Fig. 3.

Time course of CLA–mediated increase in stress-related and inflammatory gene expression. A: Cultures of newly differentiated human adipocytes were serum-starved for 24 h and then treated for 6, 12, 24, or 48 h with BSA vehicle (circle open), 30 μM cis-9, trans-11 CLA (square open), or 30 μM trans-10, cis-12 CLA (triangle up filled), and then harvested. RNA was isolated and the mRNA levels of ATF3, CHOP, GADD34, IL-6, IL-8, COX-2, and GAPDH (load control) were measured using real-time PCR. Means (± SEM; n = 2) with asterisks (*) differ significantly (P < 0.05) from the BSA controls at each time point, and are representative of at least two independent experiments. Statistical analyses were performed for data testing the main effects of treatment (BSA, 10,12 CLA, 9,11 CLA) and time (6, 12, 24, 48 h) and their interaction. B: To measure indicators of mitochondrial stress (i.e., less JC-1 staining and more cytoplasmic cytochrome C), cultures of human adipocytes were treated vehicle control (NT), the positive controls CCCP (20 μM), antimycin A (AM, 20 nM), or thapsigargin (Tg), or BSA vehicle (V), 50 μM 9,11 CLA (9), or 50 μM 10,12 CLA (10) for 12 h (JC-1 staining) or 24 h (cytochrome C [cyto C] release). For the JC-1 assay, fluorescence was measured at 590 and 530 nm. Means (± SE; n = 6–12) that do not share a common lowercase letter differ (P < 0.05).
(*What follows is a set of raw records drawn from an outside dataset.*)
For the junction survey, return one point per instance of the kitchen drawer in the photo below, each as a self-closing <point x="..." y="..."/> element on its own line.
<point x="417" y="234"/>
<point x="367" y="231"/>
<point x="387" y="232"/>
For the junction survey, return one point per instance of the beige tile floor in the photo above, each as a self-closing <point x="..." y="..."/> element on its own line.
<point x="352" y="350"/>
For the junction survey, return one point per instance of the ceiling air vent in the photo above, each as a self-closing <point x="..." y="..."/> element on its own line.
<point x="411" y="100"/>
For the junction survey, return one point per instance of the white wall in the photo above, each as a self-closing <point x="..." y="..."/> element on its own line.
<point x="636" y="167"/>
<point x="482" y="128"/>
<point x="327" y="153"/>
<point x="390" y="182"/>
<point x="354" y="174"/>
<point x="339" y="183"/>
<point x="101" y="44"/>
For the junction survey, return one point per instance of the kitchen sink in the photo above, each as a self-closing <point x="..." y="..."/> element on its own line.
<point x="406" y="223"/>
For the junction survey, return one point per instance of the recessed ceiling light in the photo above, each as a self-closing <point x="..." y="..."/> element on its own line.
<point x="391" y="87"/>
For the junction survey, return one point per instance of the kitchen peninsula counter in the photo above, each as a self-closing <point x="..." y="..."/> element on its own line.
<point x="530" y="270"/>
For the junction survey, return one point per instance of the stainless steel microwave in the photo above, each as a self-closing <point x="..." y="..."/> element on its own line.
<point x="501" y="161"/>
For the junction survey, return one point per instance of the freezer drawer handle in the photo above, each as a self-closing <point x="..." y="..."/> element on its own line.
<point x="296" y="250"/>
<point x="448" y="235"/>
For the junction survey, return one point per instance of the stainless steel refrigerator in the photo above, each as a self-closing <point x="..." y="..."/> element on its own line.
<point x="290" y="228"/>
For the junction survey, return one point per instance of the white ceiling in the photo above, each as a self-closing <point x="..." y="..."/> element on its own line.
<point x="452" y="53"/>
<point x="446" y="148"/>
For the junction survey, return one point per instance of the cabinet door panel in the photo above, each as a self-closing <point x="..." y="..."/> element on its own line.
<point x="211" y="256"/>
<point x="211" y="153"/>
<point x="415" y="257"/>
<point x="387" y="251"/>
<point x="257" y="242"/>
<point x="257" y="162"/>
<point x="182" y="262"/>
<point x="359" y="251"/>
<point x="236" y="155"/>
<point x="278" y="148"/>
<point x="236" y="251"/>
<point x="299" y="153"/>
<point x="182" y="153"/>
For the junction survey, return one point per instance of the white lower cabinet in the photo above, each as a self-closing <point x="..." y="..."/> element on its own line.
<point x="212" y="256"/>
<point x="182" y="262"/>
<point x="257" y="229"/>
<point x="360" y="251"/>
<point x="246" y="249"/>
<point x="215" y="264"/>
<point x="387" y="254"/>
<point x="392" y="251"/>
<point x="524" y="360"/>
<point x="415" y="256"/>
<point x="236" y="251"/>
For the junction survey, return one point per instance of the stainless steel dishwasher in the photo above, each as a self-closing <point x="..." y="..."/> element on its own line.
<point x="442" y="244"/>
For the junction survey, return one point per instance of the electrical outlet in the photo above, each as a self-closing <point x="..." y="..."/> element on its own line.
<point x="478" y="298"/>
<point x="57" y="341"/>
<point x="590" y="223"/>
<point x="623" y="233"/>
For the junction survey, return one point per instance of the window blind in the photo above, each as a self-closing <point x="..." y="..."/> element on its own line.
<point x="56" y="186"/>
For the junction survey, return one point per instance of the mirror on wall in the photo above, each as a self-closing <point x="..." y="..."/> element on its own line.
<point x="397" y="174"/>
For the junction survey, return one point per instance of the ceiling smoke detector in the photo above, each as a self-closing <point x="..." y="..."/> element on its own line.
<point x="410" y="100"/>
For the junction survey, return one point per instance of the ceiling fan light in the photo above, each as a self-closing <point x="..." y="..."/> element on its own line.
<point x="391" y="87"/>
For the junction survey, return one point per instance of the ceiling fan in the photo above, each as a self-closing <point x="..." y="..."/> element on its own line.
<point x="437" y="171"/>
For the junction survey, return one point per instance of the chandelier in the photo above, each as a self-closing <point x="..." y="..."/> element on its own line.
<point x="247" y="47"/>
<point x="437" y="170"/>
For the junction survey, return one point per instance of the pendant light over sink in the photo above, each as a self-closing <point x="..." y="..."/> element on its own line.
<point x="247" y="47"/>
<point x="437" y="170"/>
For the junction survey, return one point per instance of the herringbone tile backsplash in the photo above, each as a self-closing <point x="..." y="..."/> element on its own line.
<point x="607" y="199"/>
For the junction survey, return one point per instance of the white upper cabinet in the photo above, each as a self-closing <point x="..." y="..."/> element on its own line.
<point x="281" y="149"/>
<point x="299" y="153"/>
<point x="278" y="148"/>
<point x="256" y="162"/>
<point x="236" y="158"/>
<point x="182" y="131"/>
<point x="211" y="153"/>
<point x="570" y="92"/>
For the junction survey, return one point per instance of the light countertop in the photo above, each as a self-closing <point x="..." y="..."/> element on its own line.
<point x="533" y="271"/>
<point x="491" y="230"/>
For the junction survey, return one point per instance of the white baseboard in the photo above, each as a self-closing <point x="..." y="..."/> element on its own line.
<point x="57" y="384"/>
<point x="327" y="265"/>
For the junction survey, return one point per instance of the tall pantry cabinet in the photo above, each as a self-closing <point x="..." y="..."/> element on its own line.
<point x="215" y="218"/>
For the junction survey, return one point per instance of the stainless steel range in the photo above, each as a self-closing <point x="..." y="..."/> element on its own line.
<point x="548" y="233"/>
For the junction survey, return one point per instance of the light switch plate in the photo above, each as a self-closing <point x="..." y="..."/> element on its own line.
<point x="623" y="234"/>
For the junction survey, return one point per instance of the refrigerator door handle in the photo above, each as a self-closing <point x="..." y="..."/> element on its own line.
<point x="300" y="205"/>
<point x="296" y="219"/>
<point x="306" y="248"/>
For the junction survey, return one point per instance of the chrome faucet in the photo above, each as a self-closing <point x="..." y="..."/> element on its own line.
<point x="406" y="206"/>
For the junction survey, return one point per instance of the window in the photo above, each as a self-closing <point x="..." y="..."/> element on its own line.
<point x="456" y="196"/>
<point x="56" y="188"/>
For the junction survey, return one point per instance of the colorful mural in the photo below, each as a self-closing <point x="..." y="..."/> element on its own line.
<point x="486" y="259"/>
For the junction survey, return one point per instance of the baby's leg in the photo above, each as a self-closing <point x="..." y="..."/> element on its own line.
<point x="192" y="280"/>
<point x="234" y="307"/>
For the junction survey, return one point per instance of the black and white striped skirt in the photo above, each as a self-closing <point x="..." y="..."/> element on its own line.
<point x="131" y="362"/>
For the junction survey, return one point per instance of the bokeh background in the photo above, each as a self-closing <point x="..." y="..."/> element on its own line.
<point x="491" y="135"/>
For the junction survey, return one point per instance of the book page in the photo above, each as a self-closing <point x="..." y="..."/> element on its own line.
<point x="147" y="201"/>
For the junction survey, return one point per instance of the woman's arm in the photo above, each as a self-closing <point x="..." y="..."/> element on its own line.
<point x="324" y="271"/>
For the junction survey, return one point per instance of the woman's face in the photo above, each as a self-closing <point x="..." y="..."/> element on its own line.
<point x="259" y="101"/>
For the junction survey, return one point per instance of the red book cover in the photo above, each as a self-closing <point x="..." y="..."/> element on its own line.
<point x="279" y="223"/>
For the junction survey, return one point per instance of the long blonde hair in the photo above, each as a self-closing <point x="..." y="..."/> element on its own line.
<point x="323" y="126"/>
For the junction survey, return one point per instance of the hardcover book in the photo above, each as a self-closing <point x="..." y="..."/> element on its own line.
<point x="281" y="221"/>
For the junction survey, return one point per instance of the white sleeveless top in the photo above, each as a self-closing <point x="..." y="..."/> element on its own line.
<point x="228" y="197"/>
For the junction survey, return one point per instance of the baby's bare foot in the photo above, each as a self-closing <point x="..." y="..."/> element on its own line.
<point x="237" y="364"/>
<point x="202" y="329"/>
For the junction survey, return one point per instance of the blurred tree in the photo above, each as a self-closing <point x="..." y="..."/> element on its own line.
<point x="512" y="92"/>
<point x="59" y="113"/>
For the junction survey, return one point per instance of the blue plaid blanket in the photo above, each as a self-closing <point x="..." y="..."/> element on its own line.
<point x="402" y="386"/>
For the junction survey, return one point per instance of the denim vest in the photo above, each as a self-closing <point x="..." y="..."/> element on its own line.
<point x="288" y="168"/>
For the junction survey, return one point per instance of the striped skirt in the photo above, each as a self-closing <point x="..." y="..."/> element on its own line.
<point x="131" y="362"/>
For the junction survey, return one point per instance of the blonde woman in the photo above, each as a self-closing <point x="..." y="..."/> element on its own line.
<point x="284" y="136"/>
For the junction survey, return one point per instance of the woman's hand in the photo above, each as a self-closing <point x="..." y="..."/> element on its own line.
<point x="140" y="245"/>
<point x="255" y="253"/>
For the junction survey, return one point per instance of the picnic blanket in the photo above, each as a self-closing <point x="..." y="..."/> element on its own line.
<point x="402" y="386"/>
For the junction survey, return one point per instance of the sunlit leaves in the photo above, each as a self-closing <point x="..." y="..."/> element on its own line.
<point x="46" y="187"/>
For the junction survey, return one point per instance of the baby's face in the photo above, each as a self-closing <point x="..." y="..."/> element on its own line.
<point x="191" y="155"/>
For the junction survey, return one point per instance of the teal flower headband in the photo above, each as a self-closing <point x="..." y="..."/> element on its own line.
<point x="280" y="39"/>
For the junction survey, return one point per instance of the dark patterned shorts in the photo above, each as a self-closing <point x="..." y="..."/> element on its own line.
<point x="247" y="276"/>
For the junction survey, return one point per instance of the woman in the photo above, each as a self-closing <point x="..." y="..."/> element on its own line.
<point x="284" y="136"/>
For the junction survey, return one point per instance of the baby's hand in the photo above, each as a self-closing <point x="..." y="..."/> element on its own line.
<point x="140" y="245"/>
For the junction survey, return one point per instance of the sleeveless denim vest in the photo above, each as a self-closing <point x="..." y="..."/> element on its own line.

Data are representative of two independent experiments. One-way ANOVA was used to compare data. For the cytochrome C release assay, cells were harvested and subcellular fractionation was performed to collect mitochondrial and cytosolic proteins. The cytosolic fraction was immunoblotted for cytochrome C and GAPDH. Data are representative of one independent experiment.